Losing your way is far more common than seems fair in life. One moment you’re trudging along happily, the world seems organized, you have goals — a purpose that seems legit — and then bam! everything goes haywire and nothing makes sense anymore. Why am I here, and what should I do next, you wonder. This is, of course, true both on a literal level when you’re walking along a road and take a wrong turn, as well as on a metaphorical level when you wake up some day at 2am. In all cases, you can easily see (in retrospect) that it’s all just a matter of perspective. Perhaps it’s also specifically the distortion of perspective that you once had, and are forced to look up in your records, re-evaluate, or even reconstruct from first principles.

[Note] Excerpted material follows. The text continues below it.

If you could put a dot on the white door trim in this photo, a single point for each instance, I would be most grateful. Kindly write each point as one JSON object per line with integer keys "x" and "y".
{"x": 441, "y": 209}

Sense-making, or the act of bestowing subjective and actionable meaning upon the world around us, is a very human endeavor. Perhaps intelligent species like mice and dolphins do this as well (I reject the human-centric view in general), but it correlates with the degree of agency that you feel with respect to the actions that you take. It’s like you’re driving your car on a road trip with your itinerary mapped out, and suddenly realize you’ve forgotten where you’re heading. Or some volcano erupts and you’re forced to drive down an evacuation route.

The meaning we bestow on the world is influenced by the vision we create for ourselves. One person looks at a computer and sees it as a tool to pay his bills. When I look at a computer I see it as a portal for reaching in and crafting a vast system within the abstract world of software. Somewhere along the way we created a directionality to our lives that influences the way we perceive everything around us. A vision speaks to the final destination (with the caveat that nothing is ever final), and clarity of vision means that we’ve rationalized our heading and know when to course correct. And all that sounds great, except that in reality there’s a dense smoky fog around you, the smoke makes you sputter, you keep tripping and falling along the way, and the oasis you saw in the distance was just a mirage.

I recently finished reading Arnold Schwarz­enegger’s audiobook “Be Usefulon Spotify. One point that struck me was it is likely the case that we create the seeds of our visions early in life. And then, we take that seed and nurture it into something with greater definition. This, in turn, suggests that we already kinda sorta know what our vision is, and just have to work on refining it. And it gives me hope, for it suggests that we don’t ever really lose our way, we just need to rediscover and refine it from time to time. This is a process, not a catastrophe. After all, if something is “lost” and later found, was it ever lost in the first place?